The pattern of outcomes described above is consistent with patients with recurrent stroke having, on average, greater levels of disability than those with first strokes. If so, one might not necessarily expect dramatic differences in acute treatment but would expect more nursing home stays, more rehospitalizations, and poorer survival (eg, due to the sequelae of inactivity). The attenuated differences for patients 80 years of age and older are consistent with this hypothesis, assuming that very elderly patients with first stroke tend to leave the hospital with relatively high levels of disability (either from the stroke itself or other sources). Lower rehabilitation costs during months 1 to 3 after stroke for patients with recurrent stroke are also consistent with this hypothesis, because rehabilitation efforts tend to be most concentrated on the “middle band” of patients with moderate functional deficits rather than those with very severe deficits.
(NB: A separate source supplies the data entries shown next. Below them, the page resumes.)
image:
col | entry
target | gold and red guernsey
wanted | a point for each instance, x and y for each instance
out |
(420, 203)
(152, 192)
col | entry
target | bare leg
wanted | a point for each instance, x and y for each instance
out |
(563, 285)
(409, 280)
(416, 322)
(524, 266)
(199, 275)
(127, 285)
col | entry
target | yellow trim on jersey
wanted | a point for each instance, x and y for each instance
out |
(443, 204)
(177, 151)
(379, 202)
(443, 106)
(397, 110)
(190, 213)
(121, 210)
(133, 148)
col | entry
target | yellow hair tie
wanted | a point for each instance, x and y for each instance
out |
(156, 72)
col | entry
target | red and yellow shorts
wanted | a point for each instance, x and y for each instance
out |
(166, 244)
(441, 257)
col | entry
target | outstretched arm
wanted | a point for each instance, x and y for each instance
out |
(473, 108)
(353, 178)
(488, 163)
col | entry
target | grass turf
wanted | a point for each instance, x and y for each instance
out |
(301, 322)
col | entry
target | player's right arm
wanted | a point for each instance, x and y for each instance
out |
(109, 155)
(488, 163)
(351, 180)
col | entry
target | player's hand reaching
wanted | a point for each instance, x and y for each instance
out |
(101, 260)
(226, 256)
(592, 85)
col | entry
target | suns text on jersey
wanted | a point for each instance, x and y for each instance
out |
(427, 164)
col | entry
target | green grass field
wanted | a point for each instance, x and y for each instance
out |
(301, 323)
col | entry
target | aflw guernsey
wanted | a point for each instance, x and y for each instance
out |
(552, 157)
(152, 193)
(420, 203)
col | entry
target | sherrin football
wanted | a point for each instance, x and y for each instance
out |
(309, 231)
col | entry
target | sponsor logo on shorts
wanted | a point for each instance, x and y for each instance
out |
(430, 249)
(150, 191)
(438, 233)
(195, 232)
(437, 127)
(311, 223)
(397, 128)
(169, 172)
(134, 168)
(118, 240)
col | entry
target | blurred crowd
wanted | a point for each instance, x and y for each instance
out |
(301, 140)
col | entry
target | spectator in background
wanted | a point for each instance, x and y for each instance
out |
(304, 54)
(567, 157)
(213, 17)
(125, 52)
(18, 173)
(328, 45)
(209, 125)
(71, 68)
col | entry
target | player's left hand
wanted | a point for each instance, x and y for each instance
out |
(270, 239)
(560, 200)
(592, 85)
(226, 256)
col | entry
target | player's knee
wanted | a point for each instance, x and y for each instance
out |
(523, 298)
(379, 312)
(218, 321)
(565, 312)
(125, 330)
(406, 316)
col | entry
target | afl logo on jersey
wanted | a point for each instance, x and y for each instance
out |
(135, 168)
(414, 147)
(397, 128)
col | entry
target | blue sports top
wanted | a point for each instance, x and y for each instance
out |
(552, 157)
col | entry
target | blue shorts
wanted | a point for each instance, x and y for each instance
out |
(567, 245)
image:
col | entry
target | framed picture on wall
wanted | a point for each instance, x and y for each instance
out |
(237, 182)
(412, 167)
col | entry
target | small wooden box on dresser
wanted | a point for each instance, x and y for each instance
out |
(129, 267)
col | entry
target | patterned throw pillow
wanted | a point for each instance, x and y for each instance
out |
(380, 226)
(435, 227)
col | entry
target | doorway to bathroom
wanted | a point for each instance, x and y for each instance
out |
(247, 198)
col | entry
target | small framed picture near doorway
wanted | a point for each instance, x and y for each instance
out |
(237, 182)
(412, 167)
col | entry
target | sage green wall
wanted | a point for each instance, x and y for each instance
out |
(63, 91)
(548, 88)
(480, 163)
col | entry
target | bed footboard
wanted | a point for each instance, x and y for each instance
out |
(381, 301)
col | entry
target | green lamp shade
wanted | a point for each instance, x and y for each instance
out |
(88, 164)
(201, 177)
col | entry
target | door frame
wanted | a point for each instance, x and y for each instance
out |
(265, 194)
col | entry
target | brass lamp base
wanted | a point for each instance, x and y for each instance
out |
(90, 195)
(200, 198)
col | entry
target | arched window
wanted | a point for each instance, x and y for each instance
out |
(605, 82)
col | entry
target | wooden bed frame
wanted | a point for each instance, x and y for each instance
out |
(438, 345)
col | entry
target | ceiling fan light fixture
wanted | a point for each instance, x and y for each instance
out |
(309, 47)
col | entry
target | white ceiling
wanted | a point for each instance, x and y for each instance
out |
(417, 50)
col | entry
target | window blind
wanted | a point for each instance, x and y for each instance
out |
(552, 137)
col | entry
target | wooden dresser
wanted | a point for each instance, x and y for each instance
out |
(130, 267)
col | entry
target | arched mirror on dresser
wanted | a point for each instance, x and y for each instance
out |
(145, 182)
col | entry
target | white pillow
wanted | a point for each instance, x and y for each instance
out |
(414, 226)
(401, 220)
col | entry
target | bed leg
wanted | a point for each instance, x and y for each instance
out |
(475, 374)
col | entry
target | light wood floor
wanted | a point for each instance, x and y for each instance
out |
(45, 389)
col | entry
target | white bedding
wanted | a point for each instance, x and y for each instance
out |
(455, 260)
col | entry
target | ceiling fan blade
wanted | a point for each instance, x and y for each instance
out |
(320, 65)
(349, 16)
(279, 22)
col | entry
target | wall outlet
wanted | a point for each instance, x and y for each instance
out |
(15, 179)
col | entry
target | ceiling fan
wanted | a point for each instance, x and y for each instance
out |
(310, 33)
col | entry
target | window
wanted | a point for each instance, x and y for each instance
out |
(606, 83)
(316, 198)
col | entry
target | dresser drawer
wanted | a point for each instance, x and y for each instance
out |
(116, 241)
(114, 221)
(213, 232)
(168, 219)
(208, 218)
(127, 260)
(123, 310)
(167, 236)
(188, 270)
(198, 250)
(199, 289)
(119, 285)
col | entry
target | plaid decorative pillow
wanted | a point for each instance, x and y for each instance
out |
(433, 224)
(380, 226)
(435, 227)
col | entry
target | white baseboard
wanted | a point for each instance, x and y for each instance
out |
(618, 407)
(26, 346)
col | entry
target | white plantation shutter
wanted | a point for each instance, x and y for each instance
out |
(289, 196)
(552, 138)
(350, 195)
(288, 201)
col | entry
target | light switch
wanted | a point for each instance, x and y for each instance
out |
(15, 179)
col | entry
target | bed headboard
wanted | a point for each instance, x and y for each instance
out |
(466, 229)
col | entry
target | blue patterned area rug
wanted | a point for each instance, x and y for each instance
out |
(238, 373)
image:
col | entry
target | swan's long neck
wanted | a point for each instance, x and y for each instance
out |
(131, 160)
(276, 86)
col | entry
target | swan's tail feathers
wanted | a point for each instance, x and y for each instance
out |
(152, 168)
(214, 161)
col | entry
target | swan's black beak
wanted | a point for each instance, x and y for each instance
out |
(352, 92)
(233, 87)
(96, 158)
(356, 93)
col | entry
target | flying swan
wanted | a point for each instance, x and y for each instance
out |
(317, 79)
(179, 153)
Both this study and that of May et al12 rely on Medicare files, which trade off large sample sizes and excellent generalizability against the amount and quality of the information per patient. Ideally, one would like to compare claims-based results with those from various population-based cohorts (which, although small and of limited generalizability, tend to have extensive and high-quality information on individual patients). Unfortunately, most of the literature (in particular, reports from the Framingham and Rochester, Minn, cohorts on which much of our detailed knowledge of the epidemiology of stroke in the United States is based) tend to present data for either all strokes or first strokes only but do not follow outcomes for recurrent strokes separately.3 4 Much of the difficulty can be attributed to sample size, because less than half of all strokes represent recurrent strokes.13
This study has a number of limitations that are generic to the analysis of claims data. First, the level of reliable clinical detail is slight. In particular, Medicare files do not include crucial information about stroke severity or subsequent disability. Also, the variables used for case-mix adjustment can be both inconsistent and incomplete. For example, because of limitations on the number of positions for ICD-9 codes, diagnoses such as hypertension may be less likely to be coded among patients with many other diagnoses; and, indeed, the effects of the hypertension variable in the multivariate analyses were opposite to clinical intuition. More generally, we do not have clinical confirmation regarding the presence or absence of various diagnoses (for example, history of TIA is likely underreported). Finally, some additional variables such as presence of atrial fibrillation would have been helpful to include in the case-mix adjustment process. It should be recognized that even in the best case case-mix adjustment from administrative claims files will be incomplete, and caution in interpretation is indicated.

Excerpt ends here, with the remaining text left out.